(Yicai Global) June 22 -- The Chinese parent of Shuanghui Investment & Development has blocked the founder's eldest son from inheriting the world's largest pork processing empire.
The board removed Wan Hongjian from all his positions due to his "aggressive behaviors against the firm’s properties," Hong Kong-listed WH Group said in a bourse filing on June 17, without specifying the events that led to the decision.
Wan Hongjian is unable to fulfill his duties as a director of talent, prudence, and diligence, the filing added. WH Chairman Wan Long, the 81-year founder of Shuanghui, had signed the document.
Wan Hongjian joined Shuanghui in 1990 as a worker at the Henan province-based meat firm's cooked food workshop before taking care of its sales and international trade businesses. He was appointed as vice chairman in August 2018.

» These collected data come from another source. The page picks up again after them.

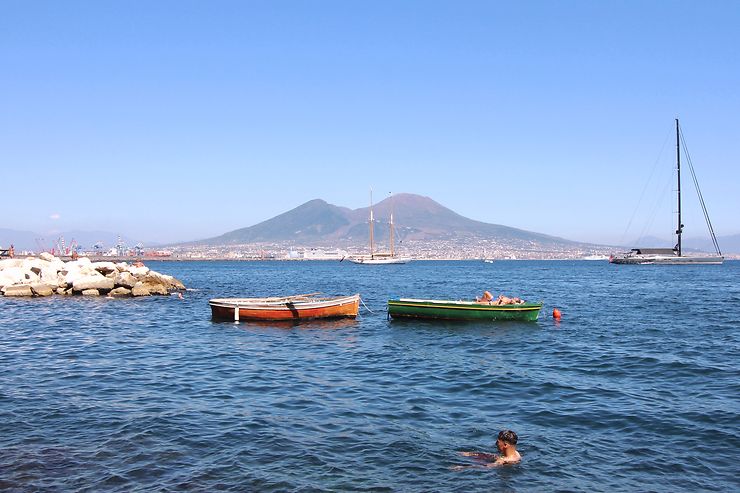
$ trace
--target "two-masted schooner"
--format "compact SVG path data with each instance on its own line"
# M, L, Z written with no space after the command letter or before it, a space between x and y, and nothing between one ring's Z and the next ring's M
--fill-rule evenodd
M349 260L356 264L364 265L387 265L387 264L405 264L411 262L410 257L401 257L396 255L393 248L395 231L393 229L393 209L391 208L390 213L390 236L389 236L389 250L387 252L376 252L375 251L375 238L374 238L374 223L375 218L373 216L373 191L370 190L370 254L369 255L358 255L350 257Z

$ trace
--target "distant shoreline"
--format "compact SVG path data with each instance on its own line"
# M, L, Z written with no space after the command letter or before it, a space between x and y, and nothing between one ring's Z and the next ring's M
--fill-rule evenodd
M29 257L37 257L37 255L16 255L14 258L29 258ZM69 262L70 260L73 260L72 257L65 255L58 257L61 260L64 260L65 262ZM291 259L291 258L233 258L233 257L201 257L201 258L192 258L192 257L148 257L148 256L141 256L141 257L135 257L135 256L116 256L116 257L109 257L104 255L90 255L90 256L83 256L80 255L78 258L88 258L91 262L343 262L343 260L338 259ZM738 260L740 259L740 256L738 255L725 255L725 260ZM347 260L346 258L344 260ZM607 260L592 260L592 259L583 259L583 258L517 258L517 259L508 259L508 258L502 258L502 259L494 259L494 264L496 262L519 262L519 261L533 261L533 262L542 262L542 261L572 261L572 260L578 260L583 262L606 262ZM483 259L474 259L474 258L414 258L413 261L424 261L424 262L481 262L483 263Z

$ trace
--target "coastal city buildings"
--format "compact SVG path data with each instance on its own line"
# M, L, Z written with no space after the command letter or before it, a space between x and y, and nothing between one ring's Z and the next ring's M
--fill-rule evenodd
M382 248L382 246L381 246ZM243 245L189 245L171 247L171 258L183 260L342 260L366 254L366 247L359 245L305 246L293 243L258 243ZM537 242L512 244L491 240L455 241L435 240L404 242L396 247L399 255L418 260L567 260L606 258L614 247L581 245L578 247L553 247Z

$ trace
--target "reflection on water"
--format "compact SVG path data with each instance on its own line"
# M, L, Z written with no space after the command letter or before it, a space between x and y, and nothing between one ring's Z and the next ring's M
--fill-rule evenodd
M264 329L346 329L357 327L360 321L354 318L291 319L291 320L241 320L224 321L213 319L214 324L236 325L242 328Z

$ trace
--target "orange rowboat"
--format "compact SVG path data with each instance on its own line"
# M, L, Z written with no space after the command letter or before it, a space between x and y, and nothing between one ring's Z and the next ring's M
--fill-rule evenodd
M219 320L310 320L355 318L360 295L319 298L312 293L274 298L217 298L208 302Z

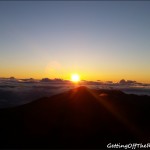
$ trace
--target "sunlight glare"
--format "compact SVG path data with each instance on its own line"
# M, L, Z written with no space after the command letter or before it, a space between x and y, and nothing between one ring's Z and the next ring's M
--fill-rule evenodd
M78 74L72 74L71 81L72 82L79 82L80 81L80 76Z

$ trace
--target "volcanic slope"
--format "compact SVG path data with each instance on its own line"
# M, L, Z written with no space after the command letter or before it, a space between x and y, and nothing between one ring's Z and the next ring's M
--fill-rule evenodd
M149 96L81 86L0 110L1 148L106 148L148 142Z

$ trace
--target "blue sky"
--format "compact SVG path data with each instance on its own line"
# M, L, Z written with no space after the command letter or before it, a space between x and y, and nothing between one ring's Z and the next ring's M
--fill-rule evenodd
M150 82L150 2L1 1L1 76Z

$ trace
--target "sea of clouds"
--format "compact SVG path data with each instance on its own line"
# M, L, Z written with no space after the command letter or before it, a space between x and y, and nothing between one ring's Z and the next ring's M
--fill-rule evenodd
M92 89L117 89L127 94L150 95L150 85L136 81L121 80L118 83L82 81L73 84L64 80L42 80L0 78L0 108L7 108L26 104L42 97L50 97L78 86Z

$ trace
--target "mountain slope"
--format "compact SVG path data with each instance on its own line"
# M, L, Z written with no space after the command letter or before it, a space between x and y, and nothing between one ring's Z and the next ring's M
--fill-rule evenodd
M0 110L1 147L106 148L108 143L148 142L148 106L148 96L79 87Z

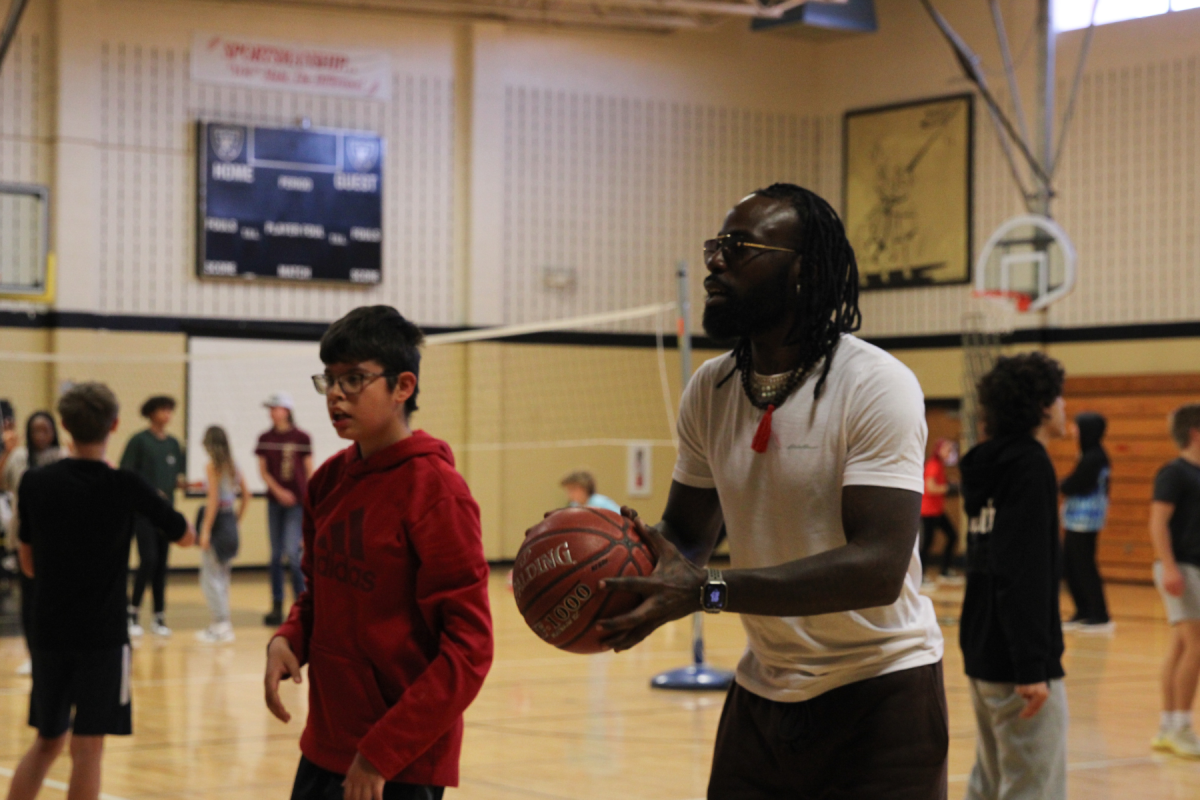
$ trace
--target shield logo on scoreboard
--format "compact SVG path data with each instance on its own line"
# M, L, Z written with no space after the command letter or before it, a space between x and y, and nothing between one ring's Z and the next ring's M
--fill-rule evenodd
M346 137L346 163L355 172L372 170L379 163L379 140Z
M213 152L222 161L234 161L242 154L246 145L246 129L232 125L214 125L209 128L209 142Z

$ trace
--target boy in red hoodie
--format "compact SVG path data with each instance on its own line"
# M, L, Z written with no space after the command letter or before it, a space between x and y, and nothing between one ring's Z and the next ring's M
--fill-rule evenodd
M421 331L357 308L313 376L354 445L312 476L307 590L267 647L266 702L309 665L292 800L436 800L458 785L463 712L492 662L479 507L444 443L413 432ZM344 791L344 794L343 794Z

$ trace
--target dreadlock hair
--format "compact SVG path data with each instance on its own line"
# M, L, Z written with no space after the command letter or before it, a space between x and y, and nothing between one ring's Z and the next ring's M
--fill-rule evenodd
M799 368L779 396L790 395L824 359L821 377L813 390L813 398L819 399L842 334L853 333L862 326L862 313L858 310L858 260L846 238L841 217L816 193L792 183L773 183L754 194L790 202L799 219L800 285L795 300L799 313L785 341L802 344L803 350ZM749 389L754 360L748 338L743 337L734 346L733 358L737 363L735 370L742 373L746 395L758 405Z

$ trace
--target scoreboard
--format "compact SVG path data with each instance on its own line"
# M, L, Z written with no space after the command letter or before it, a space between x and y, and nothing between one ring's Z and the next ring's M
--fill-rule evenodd
M200 122L197 142L200 277L380 282L378 134Z

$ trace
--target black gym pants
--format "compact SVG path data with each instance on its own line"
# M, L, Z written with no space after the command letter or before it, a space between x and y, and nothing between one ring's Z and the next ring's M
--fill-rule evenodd
M322 769L300 756L292 800L342 800L342 781L345 775ZM385 783L383 800L441 800L446 790L441 786L417 786L412 783Z
M1074 622L1108 622L1108 603L1104 599L1104 581L1096 566L1096 539L1099 531L1067 531L1063 537L1063 573L1075 601Z
M950 574L950 565L954 563L954 552L958 549L958 531L945 514L937 517L921 517L921 569L928 564L929 548L933 545L934 534L941 529L946 537L946 547L942 550L942 574Z
M949 742L940 661L799 703L735 683L708 800L945 800Z
M154 613L161 614L167 608L167 554L171 544L167 535L141 514L134 517L133 533L137 537L138 568L129 604L134 608L142 607L142 595L149 583L154 594Z

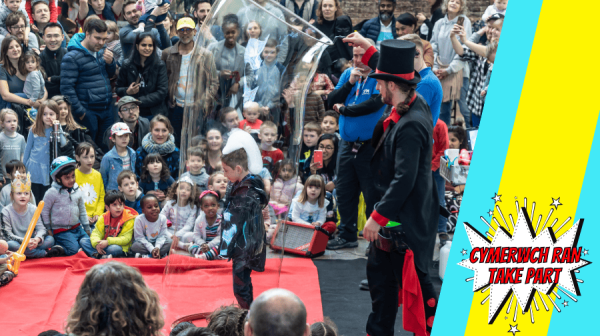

The shift may accelerate another brother's career development. Wan Long's second-oldest son Wan Hongwei was named vice president during the same month as his brother became vice chair. The father and Wan Hongwei are mentioned as parties acting in concert with the controlling shareholder but not Wan Hongjian, according to an earlier statement.
WH is planning its first share buyback since going public in 2014. On June 6, the firm said it would spend HKD15 billion (USD1.9 billion) to purchase 13 percent of its shares for HKD7.8 (USD1) apiece. Its shareholding should rise to 39.2 percent from 34.1 percent.
Shares of WH Group [HKG:0288] were 0.7 percent down at HKD6.96 this morning.
Shuanghui's stock price [SHE:000895] climbed 1.2 percent to CNY31.20 (USD4.80).